The kidneys contain numerous small glomeruli to carry out this filtering activity. Protein molecules are usually too large to pass through these glomeruli. So, urine usually does not contain protein. Therefore, presence of protein in the urine can be a sign that there is something wrong with the glomeruli or the kidneys. Proteinuria can affect both adults and children, and it can be persistent or transient. It can be caused by a benign or serious condition.
Exercise, Stress, and Illness
Childhood Nephrotic Syndrome
The condition is called minimal change disease, as the kidneys appear normal or nearly normal with normal biopsies. Though what exactly causes this disease is not known, it is suspected to be associated with changes in the immune system, or immune reactions to some unknown factors. The condition usually does not cause kidney failure in children, and most children outgrow this condition in their late teens or early adulthood.
Two other conditions that can cause childhood nephrotic syndrome and proteinuria are, Focal segmental glomerulosclerosis (FSGS) and Membranoproliferative glomerulonephritis (MPGN). Both the conditions can cause scarring or deposits in the glomeruli. The exact causes of these conditions are not known with certainty. Apart from these, a child can have congenital nephrotic syndrome, which has no cure and which can eventually cause kidney failure. Nephrotic syndrome can also be caused by conditions like diabetes, systemic lupus erythematosus (SLE), leukemia, and glomerulonephritis.
Signs and Symptoms
This condition may not produce any symptoms, especially in the early stage, or when the level of protein in urine is low. The presence of high amounts of protein in urine can make it foamy. When urine is expelled from the body, protein present in it comes in contact with air and reacts. This causes the appearance of foam or bubbles.
Severe proteinuria can cause a significant loss of protein, especially albumin. Proteins help hold water inside the blood vessels. So, the loss of a large amount of proteins from blood causes water or fluid to pass into the tissues. This causes edema or water retention that can manifest in swelling, especially swelling of the hands, face, feet, abdomen, and around the eyes. Additionally, the affected child may become more susceptible to infections, and he or she may experience excessive fatigue and loss of appetite.
Treatment of Proteinuria in Children
To treat proteinuria effectively, it is important to ascertain its underlying cause. If it is caused by orthostatic proteinuria, then no treatment is required. But if it caused by bacterial infections, appropriate antibiotics can be required for alleviating the condition.
If your child is diagnosed with the minimal change disease, then his or her pediatrician can prescribe prednisone, a steroid drug. Most children respond well to this drug, which however can cause several side effects if administered for a long time. The protein in urine and edema usually disappear within a week or two after taking this drug.
However, minimal change disease is characterized by relapses, which can be frequent in some children. The prognosis of this disease is usually good, and if your child does not have a relapse for more than 3 years, then chances are quite good that he or she won’t experience the condition again.
If the child does not respond to steroid drugs, or experiences uncomfortable side effects, the physician may recommend an immunosuppressant drug. However, immunosuppressants can increase the susceptibility to infections, and cause hair loss and decreased production of blood cells. Children having frequent relapses are sometimes given a cytotoxic agent.
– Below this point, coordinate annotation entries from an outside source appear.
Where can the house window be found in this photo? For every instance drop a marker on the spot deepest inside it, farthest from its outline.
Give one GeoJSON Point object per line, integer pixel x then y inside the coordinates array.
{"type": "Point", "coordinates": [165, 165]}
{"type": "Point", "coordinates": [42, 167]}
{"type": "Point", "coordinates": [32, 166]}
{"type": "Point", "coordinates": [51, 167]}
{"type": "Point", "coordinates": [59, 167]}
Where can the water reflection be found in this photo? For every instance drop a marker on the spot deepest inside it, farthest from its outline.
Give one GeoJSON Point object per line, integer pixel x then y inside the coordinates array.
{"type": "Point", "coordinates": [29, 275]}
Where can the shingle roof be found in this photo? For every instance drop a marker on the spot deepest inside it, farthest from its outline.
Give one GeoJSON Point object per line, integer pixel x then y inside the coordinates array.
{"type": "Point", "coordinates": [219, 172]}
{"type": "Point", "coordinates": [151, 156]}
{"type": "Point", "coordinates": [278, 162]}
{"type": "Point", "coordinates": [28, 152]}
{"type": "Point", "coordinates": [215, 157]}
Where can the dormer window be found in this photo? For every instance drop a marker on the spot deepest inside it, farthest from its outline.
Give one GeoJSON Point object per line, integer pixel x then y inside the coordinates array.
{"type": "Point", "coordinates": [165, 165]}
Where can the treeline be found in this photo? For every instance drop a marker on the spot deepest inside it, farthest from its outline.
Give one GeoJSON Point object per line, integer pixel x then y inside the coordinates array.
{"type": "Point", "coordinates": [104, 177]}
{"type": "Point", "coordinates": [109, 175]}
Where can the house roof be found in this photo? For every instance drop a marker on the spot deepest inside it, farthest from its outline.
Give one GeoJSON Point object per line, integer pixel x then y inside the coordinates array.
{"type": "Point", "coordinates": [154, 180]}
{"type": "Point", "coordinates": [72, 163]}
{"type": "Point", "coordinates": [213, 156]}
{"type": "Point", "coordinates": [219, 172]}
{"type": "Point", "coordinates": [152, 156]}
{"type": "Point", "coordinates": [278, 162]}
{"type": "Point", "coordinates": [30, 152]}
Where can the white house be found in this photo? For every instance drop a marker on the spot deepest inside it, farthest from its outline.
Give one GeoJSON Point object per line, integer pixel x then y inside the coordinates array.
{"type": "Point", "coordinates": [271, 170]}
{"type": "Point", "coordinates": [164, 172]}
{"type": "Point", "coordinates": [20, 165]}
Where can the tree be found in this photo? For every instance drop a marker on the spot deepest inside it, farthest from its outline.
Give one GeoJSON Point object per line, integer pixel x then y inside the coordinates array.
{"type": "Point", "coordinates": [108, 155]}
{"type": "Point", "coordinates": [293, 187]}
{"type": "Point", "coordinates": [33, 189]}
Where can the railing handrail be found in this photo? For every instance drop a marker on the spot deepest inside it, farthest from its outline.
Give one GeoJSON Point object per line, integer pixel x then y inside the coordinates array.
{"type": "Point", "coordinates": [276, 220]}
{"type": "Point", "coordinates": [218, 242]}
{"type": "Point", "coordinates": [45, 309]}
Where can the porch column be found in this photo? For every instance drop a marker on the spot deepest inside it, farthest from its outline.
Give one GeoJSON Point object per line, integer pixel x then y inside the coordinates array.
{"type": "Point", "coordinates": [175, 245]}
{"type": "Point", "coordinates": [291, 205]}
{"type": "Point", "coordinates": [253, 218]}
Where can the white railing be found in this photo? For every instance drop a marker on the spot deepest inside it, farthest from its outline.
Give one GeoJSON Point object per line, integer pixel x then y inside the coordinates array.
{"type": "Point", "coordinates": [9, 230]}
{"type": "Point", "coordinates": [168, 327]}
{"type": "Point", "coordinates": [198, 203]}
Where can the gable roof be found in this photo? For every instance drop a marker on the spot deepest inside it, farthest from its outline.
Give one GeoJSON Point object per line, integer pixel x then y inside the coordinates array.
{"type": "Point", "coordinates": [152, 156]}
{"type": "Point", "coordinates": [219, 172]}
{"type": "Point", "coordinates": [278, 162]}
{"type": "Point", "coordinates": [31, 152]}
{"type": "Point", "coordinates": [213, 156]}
Cytotoxic agents are also used for treating FSGS and MPGN, as prednisone is not effective in treating these conditions. ACE inhibitors have been found to be effective in preventing the leakage of protein in the urine in children with nephrotic syndrome. Apart from these, diuretics are often prescribed to facilitate the expulsion of excess water from the body, and thus, reduce the swelling caused by edema.
Congenital nephropathy on the other hand, is an inherited condition that cannot be cured. Children suffering from this condition usually require kidney transplantation, as congenital nephropathy can eventually cause kidney failure. In the meantime, you can reduce your child’s salt intake, and limit the consumption of processed food. This may help reduce the swelling associated with edema or water retention.
The presence of a small amount of protein in urine is usually not associated with a serious condition. But still, it is better to get the condition properly evaluated with the help of a physician, in order to rule out the possibility of serious kidney diseases.
Disclaimer: This article is for informative purposes only, and should not be treated as a substitute for professional medical advice.